Menurutnya, persoalan ini terkesan birokratis. Padahal warga sudah menunggu cukup lama.
“Misalnya terkait 41 bidang lahan yang belum terbayarkan yang sebelumnya merupakan lahan tumpang tindih dengan kawasan hutan ternyata sudah ada pelepasan dari Kementerian Lingkungan Hidup dan Kehutanan (KLHK) kepada Kementerian PUPR,” bebernya.

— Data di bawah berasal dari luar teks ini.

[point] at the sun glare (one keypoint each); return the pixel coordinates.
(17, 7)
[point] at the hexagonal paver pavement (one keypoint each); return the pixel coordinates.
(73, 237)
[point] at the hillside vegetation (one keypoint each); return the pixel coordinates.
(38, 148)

Menanggapi hal itu, Kabid Pelaksana Jaringan Sumber Air (PJSA) BBWS Pemali- Juana, Mustafa menjelaskan sisa lahan belum dibayarkan merupakan tanah tumpang tindih yang tidak bisa dilaksanakan. Sebab diklaim oleh KLHK masuk dalam kawasan hutan, sementara masyarakat Kedung Glatik sudah menempati lokasi itu beberapa puluh tahun, bahkan sampai beranak cucu. Selain itu, warga juga sudah punya Letter C dan sertifikat hak atas tanah.
“Prinsipnya, kami dari Kementerian PUPR sudah siang menindaklanjuti semuanya. Tapi harus ada regulasi yang harus diikuti,” katanya.
Menurut Mustafa, persoalan seperti itu tidak hanya terjadi di proyek Bendungan Jragung saja. Tapi terjadi juga di proyek bendungan di Sumatera Utara dan Lampung, dan sampai sekarang belum ada aturan yang belum bisa menyelesaikan.